Purpose and Rationale

  • Main aim: Change Joint Rules to permit cosponsorship of measures by members from the opposite chamber, i.e., a senator may cosponsor a house-originated bill and a representative may cosponsor a senate-originated measure.
  • Rationale (implied): Improve cross-chamber collaboration, signal broader support for measures, and potentially streamline bicameral engagement by recognizing cross-chamber sponsorship in the formal cosponsorship process.

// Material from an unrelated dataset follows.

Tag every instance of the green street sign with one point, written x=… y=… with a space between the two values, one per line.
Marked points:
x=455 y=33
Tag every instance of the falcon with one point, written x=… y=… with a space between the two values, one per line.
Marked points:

Key Provisions (illustrative)

  • Amend Joint Rules to authorize cosponsorship across chambers for:
    • Bills
    • Joint resolutions
    • Concurrent resolutions
  • Scope: Applies to measures originating in the other chamber; cosponsors would be members from the non-originating chamber.
  • Rules implementation: Each chamber would need to adopt the necessary modifications to its Joint Rules to implement cross-chamber cosponsorship, including record-keeping and procedural handling.
  • Relationship to origin: The measure’s origination remains with the chamber of origin; cross-chamber cosponsorship does not change sponsorship requirements but expands who may cosponsor.

Who is Affected

  • Members of both chambers (senators and representatives): able to cosponsor across chambers.
  • Legislative staff and processing desks: adjust to track cross-chamber cosponsors and reflect them in official records.
  • Committees: may see changes in how cosponsorship is reported, though committee referrals and substantive consideration processes remain unchanged unless modified separately.

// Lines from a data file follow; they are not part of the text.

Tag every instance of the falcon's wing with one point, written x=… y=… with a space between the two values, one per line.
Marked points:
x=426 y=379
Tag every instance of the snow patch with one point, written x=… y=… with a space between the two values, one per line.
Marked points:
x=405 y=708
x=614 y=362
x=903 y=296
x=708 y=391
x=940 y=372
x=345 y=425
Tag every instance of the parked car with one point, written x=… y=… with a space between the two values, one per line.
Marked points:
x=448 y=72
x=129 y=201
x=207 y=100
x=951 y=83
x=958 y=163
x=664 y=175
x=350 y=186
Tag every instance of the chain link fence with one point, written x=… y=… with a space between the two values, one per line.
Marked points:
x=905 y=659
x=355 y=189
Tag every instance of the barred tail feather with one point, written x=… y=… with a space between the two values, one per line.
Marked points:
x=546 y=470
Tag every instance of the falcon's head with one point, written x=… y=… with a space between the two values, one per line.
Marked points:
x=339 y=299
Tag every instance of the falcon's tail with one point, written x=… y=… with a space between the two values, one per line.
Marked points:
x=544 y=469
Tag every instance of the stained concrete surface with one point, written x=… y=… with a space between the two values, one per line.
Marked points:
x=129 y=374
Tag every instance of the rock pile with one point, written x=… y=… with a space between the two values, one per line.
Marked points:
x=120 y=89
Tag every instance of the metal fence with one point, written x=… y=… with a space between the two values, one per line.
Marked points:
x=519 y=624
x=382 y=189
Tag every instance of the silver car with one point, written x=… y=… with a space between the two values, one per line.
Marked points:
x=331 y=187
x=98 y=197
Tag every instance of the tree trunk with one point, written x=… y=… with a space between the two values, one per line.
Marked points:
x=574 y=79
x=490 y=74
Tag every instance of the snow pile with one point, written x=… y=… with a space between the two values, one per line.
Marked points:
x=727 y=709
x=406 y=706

Procedural and Timeline Aspects

  • Introduction and referral: Introduced January 20, 2025; referred to Rules.
  • Consideration: Died in Committee on April 3, 2025, meaning the measure did not proceed to the floor for debate or vote.
  • Next steps (if revived): To become law, the Joint Rules amendment would require approval by both chambers’ rules processes and adoption as part of each chamber’s adopted Joint Rules.

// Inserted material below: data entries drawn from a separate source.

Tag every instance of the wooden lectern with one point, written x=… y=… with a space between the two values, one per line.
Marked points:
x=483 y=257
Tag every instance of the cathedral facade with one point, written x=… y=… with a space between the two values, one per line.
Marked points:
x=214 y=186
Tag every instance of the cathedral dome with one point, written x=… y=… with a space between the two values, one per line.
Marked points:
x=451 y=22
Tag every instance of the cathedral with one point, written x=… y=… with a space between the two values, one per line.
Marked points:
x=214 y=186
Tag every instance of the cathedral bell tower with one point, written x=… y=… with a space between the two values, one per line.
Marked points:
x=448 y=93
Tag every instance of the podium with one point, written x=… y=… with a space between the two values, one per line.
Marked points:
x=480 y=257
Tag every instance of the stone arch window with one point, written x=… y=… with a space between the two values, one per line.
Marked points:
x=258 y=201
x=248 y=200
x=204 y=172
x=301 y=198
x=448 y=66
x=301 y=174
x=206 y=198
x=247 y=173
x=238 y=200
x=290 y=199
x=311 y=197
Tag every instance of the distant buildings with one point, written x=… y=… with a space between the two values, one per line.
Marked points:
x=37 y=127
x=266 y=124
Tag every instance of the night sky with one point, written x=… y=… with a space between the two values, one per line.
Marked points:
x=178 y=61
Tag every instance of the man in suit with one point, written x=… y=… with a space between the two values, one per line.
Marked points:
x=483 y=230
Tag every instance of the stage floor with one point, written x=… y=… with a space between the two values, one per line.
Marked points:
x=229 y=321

Potential Impact and Considerations

  • Positive implications:
    • Enhanced bipartisanship signals by allowing cross-chamber sponsorship.
    • Potentially greater visibility and support for measures that have broad appeal.
    • Could facilitate more collaborative bicameral positioning on issues.
  • Potential challenges:
    • Administrative adjustments to record-keeping and public transparency.
    • Clarification required on whether cross-chamber cosponsorship affects priority or procedural timelines.
  • Fiscal/administrative impact: Likely minimal; primarily a procedural change with limited budgetary effect.

Summary

SC 520 seeks to open cosponsorship across chambers for measures originating in the other house by amending the Joint Rules. While introduced and referred to Rules, it died in Committee on April 3, 2025, leaving it without floor action. If revived, it would require adoption of corresponding rule changes in both chambers to become effective.

Compiled from official sources — confirm details with the bill’s official record.